Pessoa já fez mais de 70 denúncias contra o deputado e seus supostos cúmplices.
Descrevendo como Hildebrando e seus comandados teriam assassinado desafetos, Pessoa relatou cenas impressionantes. A mais brutal foi a do assassinato de Agilson Santos Firmino, o Baiano, também atribuída ao esquadrão da morte comandado pelo deputado.
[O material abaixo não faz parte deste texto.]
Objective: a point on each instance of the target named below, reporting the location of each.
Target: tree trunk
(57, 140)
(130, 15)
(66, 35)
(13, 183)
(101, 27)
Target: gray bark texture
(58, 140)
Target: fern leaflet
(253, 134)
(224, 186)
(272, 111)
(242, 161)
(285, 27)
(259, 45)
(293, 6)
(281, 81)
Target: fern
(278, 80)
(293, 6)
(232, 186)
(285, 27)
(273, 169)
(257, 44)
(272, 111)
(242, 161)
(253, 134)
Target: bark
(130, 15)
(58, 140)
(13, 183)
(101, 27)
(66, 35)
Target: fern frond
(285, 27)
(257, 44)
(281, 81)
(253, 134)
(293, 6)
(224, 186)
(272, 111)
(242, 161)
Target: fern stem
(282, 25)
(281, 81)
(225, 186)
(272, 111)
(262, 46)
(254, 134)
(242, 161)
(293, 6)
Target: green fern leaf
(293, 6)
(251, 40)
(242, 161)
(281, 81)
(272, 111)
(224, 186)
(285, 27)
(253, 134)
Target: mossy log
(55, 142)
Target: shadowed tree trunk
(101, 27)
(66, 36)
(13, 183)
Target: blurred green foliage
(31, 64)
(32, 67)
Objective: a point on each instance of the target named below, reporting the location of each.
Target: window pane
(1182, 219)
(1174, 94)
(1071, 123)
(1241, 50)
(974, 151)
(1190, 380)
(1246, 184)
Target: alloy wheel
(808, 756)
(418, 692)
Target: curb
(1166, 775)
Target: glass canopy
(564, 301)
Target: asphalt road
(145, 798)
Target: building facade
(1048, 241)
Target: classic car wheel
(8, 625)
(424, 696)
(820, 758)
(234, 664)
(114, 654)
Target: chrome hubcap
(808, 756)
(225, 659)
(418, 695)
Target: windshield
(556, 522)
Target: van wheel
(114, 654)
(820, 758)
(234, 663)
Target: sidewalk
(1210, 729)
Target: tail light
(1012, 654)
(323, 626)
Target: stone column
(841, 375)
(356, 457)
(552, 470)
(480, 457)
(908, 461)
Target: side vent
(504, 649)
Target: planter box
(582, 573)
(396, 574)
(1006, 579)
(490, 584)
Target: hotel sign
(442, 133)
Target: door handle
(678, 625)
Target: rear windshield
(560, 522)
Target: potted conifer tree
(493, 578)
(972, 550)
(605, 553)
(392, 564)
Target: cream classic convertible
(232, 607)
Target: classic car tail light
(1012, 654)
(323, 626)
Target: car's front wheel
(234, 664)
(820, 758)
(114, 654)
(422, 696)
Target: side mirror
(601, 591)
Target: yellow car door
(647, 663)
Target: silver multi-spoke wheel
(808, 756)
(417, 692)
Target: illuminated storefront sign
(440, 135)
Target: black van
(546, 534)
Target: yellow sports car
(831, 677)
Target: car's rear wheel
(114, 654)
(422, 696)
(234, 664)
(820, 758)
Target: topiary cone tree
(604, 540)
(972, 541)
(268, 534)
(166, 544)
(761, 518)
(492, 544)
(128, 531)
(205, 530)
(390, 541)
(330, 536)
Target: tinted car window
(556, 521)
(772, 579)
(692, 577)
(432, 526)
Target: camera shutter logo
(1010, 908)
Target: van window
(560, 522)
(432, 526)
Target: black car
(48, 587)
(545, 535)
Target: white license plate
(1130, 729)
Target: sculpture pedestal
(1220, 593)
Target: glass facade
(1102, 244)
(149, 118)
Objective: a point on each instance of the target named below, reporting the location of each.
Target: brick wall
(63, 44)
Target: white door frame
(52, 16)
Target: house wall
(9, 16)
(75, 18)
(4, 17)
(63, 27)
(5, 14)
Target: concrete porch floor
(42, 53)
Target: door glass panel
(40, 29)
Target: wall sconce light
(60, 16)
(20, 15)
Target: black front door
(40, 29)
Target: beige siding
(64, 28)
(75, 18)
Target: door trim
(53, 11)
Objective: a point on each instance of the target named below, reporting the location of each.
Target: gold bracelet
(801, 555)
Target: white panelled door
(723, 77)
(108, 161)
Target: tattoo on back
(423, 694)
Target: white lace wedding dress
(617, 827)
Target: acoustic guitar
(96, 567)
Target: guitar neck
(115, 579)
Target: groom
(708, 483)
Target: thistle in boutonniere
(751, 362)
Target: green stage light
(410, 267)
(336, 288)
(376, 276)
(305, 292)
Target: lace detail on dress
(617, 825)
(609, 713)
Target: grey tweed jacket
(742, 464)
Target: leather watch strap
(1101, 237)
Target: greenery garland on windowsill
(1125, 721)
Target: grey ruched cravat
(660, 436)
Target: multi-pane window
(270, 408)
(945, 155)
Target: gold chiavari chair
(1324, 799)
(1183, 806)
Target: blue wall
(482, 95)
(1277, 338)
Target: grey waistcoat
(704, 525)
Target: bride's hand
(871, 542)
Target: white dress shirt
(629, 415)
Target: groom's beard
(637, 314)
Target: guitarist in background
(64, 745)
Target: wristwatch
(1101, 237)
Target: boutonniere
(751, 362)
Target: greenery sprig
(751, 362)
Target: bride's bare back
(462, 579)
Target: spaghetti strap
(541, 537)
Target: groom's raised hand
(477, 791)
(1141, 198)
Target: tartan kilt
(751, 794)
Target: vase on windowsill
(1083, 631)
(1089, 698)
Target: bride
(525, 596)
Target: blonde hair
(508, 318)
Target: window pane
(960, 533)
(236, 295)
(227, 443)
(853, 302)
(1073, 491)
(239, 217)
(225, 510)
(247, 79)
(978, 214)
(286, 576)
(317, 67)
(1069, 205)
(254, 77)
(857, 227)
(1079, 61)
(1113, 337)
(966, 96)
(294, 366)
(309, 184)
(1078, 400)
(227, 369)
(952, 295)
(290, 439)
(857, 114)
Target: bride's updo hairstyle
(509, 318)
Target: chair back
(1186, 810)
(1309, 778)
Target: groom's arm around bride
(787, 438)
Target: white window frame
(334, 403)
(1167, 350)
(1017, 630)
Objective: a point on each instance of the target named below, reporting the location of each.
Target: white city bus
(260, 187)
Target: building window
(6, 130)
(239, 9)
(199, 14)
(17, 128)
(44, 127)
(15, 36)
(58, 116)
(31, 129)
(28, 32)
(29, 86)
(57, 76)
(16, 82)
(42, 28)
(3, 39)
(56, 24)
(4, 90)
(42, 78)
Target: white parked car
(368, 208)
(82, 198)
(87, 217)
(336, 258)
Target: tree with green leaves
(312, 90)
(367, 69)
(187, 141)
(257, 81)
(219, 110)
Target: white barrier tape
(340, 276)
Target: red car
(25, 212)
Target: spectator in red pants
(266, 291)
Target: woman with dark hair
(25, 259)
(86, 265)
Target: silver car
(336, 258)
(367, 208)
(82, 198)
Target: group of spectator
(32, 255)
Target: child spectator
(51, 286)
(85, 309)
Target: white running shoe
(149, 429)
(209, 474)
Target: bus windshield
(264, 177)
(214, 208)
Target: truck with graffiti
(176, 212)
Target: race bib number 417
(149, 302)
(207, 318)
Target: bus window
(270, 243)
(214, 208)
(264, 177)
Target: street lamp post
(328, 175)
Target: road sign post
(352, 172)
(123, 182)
Suspeitava-se de que Baiano tinha morrido depois de uma sessão de tortura, na qual seus braços e pernas teriam sido cortados com uma moto-serra. Essa versão foi corroborada há dois meses por Waltemir de Oliveira, o Palito,
que cumpre pena por assalto em Rio Branco e disse ter uma fita de vídeo em que Hildebrando aparece mutilando Baiano. Não foi com uma moto-serra que eles cortaram o Baiano. Foi com um facão mesmo, bem devagar. Eles perguntavam: Cadê o José Hugo? Cadê o José Hugo? Ele não respondia porque não sabia e iam cortando, enfiando o facão. Fizeram assim em cada um dos braços, em cada uma das pernas, contou Pessoa. A sessão de tortura teria durado horas, comandada por Hildebrando.